Il primo passo viene interrotto ancora una volta da quella voce piacevole, quasi attraente.
- Sei di Pavia? O ci lavori solo? -
- Abito a pochi chilometri da qui. Lavoro in centro, in una gelateria. E tu? A giudicare dal tuo accento non sembri di Pavia! -
Un leggero riso divertito precede la sua risposta, confermando l'intuizione.
- Si sente molto? Sono emiliano, vengo da Reggio Emilia. Ho frequentato qua l'università e terminati gli studi sono tornato a casa. Questa sera c'è stata una rimpatriata tra amici. È bello ritrovarsi ogni tanto. Poi Pavia mi piace e non è molto distante. -
Mentre parla si sfiora la barba incolta e si sistema la leggera montatura metallica degli occhiali che era scivolata sul naso, dandogli un'aria un po' buffa in effetti.
All'improvviso mi sono ritrovata a sorridere e a volermi riaccomodare su quelle assi di legno, per proseguire la chiacchierata, ma l'unica cosa che sono riuscita a fare è starmene lì, immobile, senza dire nulla.
Ho avuto come l'impressione che anche lui volesse sedersi ma, probabilmente avvertendo il mio imbarazzo, ha solo fatto un passo per accorciare la distanza, restando in piedi di fronte a me.
- E tu che ci fai sola su una panchina, dopo il lavoro? Stai aspettando qualcuno? -
Accidenti, parte già con le domande personali, ma non ho voglia di parlare di cose serie.
- No, mi sto riposando, in realtà. Dopo una giornata intera a servire gelati, le mie caviglie sembrano un pallone. -
Vedo che lo sguardo va alle mie gambe.
- Non so come le hai di solito, ma non sembrano così grosse. -
Penso che mi sta osservando e non posso negare che mi faccia piacere, non so nemmeno io perché, non lo conosco, cosa mi interessa se mi guarda? Sono tesa e cerco di non fare trapelare l'imbarazzo.
- Certo, perché di sicuro tu me lo diresti, se fosse vero. -
Ridiamo, mi sento bene, sono a mio agio, mi sento quasi felice, è una sensazione piacevole dalla quale, però, sento di dovermi allontanare.

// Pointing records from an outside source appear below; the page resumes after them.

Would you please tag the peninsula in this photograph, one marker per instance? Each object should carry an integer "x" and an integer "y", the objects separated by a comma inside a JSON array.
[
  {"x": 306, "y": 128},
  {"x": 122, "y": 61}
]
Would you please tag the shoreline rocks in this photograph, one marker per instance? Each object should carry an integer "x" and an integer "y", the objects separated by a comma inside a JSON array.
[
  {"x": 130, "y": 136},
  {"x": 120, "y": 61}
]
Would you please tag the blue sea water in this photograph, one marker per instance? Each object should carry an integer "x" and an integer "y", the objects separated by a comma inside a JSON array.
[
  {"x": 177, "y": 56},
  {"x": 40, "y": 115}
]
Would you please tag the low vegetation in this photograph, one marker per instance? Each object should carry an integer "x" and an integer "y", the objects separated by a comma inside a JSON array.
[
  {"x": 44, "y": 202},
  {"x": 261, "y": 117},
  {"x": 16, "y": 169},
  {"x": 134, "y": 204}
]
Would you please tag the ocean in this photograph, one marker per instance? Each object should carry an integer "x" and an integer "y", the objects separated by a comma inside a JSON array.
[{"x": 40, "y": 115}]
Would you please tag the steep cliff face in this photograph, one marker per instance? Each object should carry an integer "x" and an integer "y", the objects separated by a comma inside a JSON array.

- Guarda mi spiace, si è fatto tardi, devo proprio andare - bisbiglio, mentre con la mano pesco dalla borsa le chiavi dell'auto.
- Be', in effetti, anch'io dovrei avviarmi, ho un po'di strada da fare. È stato un piacere, Lisa. -
Una stretta di mano, due baci sulla guancia, e poi via.

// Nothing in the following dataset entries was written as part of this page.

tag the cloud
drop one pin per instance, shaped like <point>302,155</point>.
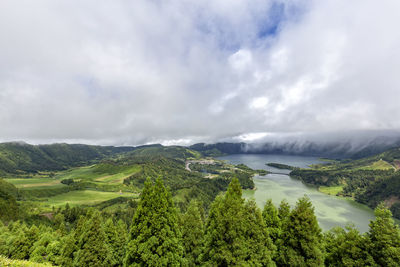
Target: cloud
<point>136,72</point>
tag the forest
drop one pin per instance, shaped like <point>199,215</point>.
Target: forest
<point>234,232</point>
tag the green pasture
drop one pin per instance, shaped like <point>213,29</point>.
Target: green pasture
<point>83,197</point>
<point>331,190</point>
<point>33,182</point>
<point>378,165</point>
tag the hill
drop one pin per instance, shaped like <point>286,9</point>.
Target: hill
<point>21,158</point>
<point>369,180</point>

Mi sono voltata; appena dietro di me una decina di gradini stretti e sconnessi, di quelli che farebbero cadere anche un equilibrista, conduce verso la macchina.
Scendo con cautela; apro la portiera e, prima di richiuderla mi giro: Filippo è ancora là, in piedi con le mani nelle tasche dei jeans, che mi osserva.
Sorride.
Saluta e si siede.
Come sempre allungo la mano verso i tasti della radio, è il primo gesto che faccio, appena salita in auto; non importa se disco o canale, basta che sia musica. Tiene compagnia ai pensieri in ogni momento della giornata, in qualunque luogo, qualsiasi cosa stia facendo.
È una costante nella mia vita. Una di quelle cose di cui non si può fare a meno.